The 160-year-old reason you’re obsessed with your lawn
Frederick Law Olmstead aimed to bring nature to suburban doorsteps. Instead he helped create a dead zone for wildlife.
Just three miles outside Chicago lies Riverside, Illinois, a quiet 1,600-acre village that looks like a tidy Stepford suburb. Few people, however, know that it helped set the mold for many more ‘burbs to come.
In the 1860s, a group of local investors wanted to lure home buyers to their land, so they commissioned landscape architect Frederick Law Olmsted to design the antidote for crowded urban life. He drew inspiration from his tours of England’s public gardens, and dotted his blueprints with large parks and green plazas. He also wanted to create natural spaces that residents could see and reach from their front doors. To do this, he sat all houses 30 feet back from the road, behind close-cut lawns and two well-spaced trees.
Decades later, Olmsted’s vision of one of America’s founding suburbs came to fruition. Riverside filled up with winding streets, a golf course, and grass-hemmed homes. By the mid-1900s, almost every parcel had been developed.

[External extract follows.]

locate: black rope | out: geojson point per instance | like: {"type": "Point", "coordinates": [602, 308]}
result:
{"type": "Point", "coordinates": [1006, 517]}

The concept of a semi-private patch where families could relax, romp, and reap the benefits of the outdoors, meanwhile, spread beyond the town’s borders. The lawn is now a cornerstone of bedroom communities across the country, but it’s had some damning environmental impacts. US homeowners spend up to 50 gallons of water a day ensuring that their verdant carpets hold up to local ordinances and neighbors’ scrutiny. What’s more, runoff from fertilizers and pesticides contaminates water sources and kills off bedrock species in the food chain. That’s led to a rival movement in recent years, where people replant their yards with overgrown shrubs and billowing sedges to foster real, thriving ecosystems. The individuality might stray wildly from Olmsted’s prototype, but it still brings nature to Americans’ front steps.
This story appeared in the Spring 2020, Origins issue of Popular Science.